Fighter Pilot Turned Celebrity Quadriplegic

I can expect no more mails from the man who made the id mp.aeronaut@gmail.com famous across the country, through various strata of society. The pilot extraordinaire of the Indian Air Force whose real fighting days started at the age of 24, after turning a quadriplegic, succumbed on Tuesday to the deadliest foe that he faced, just two weeks after he turned 50. Cancer did what the deadly accident that left him immobile from chest downwards could not do. M P Anil Kumar, fondly called the wheelchair warrior, as he authored many a feted article by painstakingly working away at the keyboard with a mouth-held stick, will continue to inspire many for the indomitable spirit he showed while facing the worst possible setbacks in life.

It was only on Monday that I had the first inkling that things were taking a turn for the worse after a mail from K S Haridas Nair, who described himself as “a friend of M P and his batch mate at Sainik School Kazhakoottam, Kerala”.

He went on to narrate why Anil had not been sending mails for a few months as he had not been keeping well and then said M P was diagnosed with acute myeloid leukaemia last month. Given his quadriplegic condition, the deterioration was quick. And a day later came a friend’s telephone call that Anil was no more.

On Wednesday, the mortal remains of this man who stood apart by fighting whatever life threw at him by way of challenges, with a lion’s heart, will be confined to flames. M P, thus, will become part of folklore.

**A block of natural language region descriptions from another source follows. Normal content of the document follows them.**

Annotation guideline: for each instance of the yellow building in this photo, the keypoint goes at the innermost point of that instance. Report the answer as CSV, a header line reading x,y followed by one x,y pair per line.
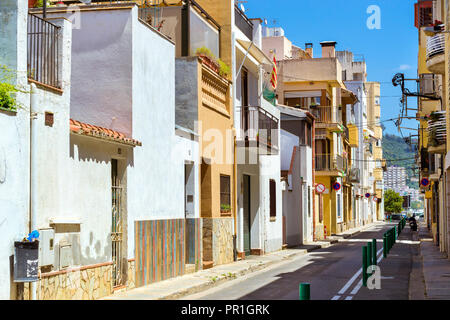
x,y
433,115
373,124
316,85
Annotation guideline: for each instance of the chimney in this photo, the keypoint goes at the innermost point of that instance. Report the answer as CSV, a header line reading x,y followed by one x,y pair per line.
x,y
308,49
328,49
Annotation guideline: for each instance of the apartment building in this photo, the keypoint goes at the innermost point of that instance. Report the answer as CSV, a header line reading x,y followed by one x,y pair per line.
x,y
431,18
315,84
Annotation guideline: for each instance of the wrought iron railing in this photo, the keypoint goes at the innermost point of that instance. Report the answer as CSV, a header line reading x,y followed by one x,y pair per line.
x,y
327,114
437,132
326,162
259,125
243,23
43,51
435,45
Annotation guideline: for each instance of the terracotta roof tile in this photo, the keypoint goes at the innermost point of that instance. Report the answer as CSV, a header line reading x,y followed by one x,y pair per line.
x,y
100,132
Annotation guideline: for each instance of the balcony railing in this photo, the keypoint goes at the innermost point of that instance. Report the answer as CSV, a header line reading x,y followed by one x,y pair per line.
x,y
43,51
437,132
326,162
327,114
435,45
260,126
243,23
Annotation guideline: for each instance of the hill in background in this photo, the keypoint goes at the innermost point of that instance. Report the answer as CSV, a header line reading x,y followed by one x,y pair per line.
x,y
395,148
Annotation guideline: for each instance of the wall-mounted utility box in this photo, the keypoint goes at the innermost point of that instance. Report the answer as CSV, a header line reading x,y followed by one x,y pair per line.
x,y
26,263
46,248
65,256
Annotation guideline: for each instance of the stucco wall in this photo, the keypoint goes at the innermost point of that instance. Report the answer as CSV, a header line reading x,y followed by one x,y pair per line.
x,y
187,91
156,174
14,142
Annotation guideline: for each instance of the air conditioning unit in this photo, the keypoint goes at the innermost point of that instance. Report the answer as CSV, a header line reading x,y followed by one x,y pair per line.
x,y
428,84
354,175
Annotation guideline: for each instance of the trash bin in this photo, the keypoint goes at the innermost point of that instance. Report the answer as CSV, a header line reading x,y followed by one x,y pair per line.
x,y
26,261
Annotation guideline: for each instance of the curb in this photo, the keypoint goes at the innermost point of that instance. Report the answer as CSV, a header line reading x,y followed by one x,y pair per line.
x,y
250,269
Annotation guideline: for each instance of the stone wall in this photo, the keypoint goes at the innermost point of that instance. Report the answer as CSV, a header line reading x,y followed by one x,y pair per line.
x,y
218,240
85,283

I met you, Anil, only a couple of times, both times in your small room in (Paraplegic Rehabilitation Centre) PRC, Khadki. You put me at ease about your quadriplegic condition with a casual but sharp comment about the need to interact with you as I would with anybody else. You gave me information on what happens in newsrooms, as you came to familiarise yourself with them as the occasional edit page writer and sounded philosophical when some of the “heavyweight” editors started playing truant about publishing what you wrote. It was no easy life, the last 26 years, as your interactions with the outside world were mostly limited to the ether space, even as you watched other wheelchair-bound paraplegics at the rehab centre play basketball. The frustration of it all sometimes came through in the mail even as you stoically fought to be the epitome of calm in the sea of turbulence that marked much of your life.

I remember how you savoured an outing with some of your friends though it left you exhausted. That was many years ago.

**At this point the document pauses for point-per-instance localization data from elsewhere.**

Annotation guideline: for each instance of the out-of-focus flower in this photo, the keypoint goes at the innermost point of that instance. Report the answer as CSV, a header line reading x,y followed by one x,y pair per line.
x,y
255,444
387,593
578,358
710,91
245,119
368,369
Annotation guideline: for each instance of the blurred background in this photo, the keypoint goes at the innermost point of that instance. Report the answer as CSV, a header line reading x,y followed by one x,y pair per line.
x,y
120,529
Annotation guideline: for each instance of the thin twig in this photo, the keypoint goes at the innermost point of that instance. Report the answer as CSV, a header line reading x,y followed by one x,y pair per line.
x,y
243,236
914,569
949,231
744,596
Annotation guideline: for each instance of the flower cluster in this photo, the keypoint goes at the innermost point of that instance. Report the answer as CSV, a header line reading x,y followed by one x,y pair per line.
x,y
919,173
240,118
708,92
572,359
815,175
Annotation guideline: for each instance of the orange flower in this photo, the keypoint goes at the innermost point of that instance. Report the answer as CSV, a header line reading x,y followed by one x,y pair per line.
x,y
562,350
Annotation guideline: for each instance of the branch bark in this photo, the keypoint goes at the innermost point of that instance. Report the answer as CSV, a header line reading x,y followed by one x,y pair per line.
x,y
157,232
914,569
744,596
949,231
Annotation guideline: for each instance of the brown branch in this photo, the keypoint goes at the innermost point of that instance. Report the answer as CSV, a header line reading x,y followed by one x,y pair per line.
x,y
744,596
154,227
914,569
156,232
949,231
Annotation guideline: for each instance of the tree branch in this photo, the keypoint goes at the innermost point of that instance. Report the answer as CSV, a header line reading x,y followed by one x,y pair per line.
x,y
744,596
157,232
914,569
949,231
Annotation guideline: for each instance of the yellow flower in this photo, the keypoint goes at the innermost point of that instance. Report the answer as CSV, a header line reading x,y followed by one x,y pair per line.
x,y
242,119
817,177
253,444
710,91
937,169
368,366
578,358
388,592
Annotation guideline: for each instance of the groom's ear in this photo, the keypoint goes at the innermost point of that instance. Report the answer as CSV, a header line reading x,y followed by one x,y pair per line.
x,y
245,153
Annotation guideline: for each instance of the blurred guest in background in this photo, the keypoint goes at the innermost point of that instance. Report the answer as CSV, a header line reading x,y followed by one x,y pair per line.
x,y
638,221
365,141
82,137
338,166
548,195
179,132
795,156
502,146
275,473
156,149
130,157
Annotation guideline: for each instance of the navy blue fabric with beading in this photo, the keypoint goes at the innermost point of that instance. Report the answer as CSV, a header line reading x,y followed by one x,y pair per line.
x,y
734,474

I recall you also had an Onam sadya with some of your Kerala friends. Those snatches of conversation will now remain in my memory. How I wish I could have come and met you before leaving Pune in 2011. But that was not to be. I came to the PRC, Khadki, in 2007 to interact with the doctors about setting up a computer centre and if I left the place many hours later a better human being, it can only be attributed to my feeble efforts to fathom the persona of M P Anil Kumar. May Your Soul Rest in Peace.